US January PPI 6.0% y/y vs 5.4% expected and US initial jobless claims 194K versus 200K estimate

@climpah True. Right now the 20 year real yield is 1.5%. It is reasonable to believe that there is still some reward for taking risk in stocks because real earnings can grow much faster than 1.5%/year over the long term.
 
@pamelaquezada This has been my plan. My 401K money goes in broad indexes twice a month. Outside that I am building up cash with plans to scale into the market later. It is a gamble, but I feel the odds are good the Fed's actions will eventually take its toll on the market and I can buy in lower.
 
@babygirl2427 I don't think this is a bad take but I think you should slightly adjust your logic. I wouldn't try to predict where the markets head...
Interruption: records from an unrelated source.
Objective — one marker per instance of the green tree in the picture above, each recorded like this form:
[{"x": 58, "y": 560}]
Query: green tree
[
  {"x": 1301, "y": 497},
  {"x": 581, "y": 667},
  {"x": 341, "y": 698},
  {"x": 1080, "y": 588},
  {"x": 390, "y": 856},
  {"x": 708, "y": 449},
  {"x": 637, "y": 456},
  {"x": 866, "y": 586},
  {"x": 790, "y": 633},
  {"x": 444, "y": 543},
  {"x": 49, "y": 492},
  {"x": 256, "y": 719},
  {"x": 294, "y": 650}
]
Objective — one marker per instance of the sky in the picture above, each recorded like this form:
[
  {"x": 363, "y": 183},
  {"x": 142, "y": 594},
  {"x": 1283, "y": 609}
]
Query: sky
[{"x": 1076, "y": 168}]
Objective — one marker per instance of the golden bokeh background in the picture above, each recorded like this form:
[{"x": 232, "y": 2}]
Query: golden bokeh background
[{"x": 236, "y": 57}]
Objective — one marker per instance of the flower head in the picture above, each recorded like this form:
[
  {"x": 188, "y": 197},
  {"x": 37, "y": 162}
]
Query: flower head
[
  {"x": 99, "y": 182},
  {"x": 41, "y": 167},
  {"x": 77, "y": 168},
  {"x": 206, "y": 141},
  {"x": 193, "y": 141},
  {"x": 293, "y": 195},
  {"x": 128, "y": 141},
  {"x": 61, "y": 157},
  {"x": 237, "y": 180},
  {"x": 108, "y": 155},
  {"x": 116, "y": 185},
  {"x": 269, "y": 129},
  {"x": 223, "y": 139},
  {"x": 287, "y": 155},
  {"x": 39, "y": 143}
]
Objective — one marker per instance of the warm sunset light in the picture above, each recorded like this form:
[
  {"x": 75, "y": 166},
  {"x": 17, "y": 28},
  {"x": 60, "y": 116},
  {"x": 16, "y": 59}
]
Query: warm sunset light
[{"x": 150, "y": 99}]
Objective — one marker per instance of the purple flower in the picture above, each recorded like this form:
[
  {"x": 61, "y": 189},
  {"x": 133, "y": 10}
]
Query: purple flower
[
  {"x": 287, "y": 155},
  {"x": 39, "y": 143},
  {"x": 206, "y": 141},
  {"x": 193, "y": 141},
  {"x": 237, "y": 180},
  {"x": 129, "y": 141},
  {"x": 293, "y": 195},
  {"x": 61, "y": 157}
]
However, I think it's reasonable to say things are very risky right now and there are many unknowns that might make the markets swing in either direction. If you're uncomfortable with that then investing your capital into bonds, treasuries, savings accounts, etc is an appropriate move.

I just wouldn't assume either way where markets may head...
 
@neannajo5 Confident enough of scalping the crap out of a couple companies. I’m not holding shares overnight for a while. If those companies I’m scalping go to a specific price range I will definitely go long. The risk is not worth it for me as of today.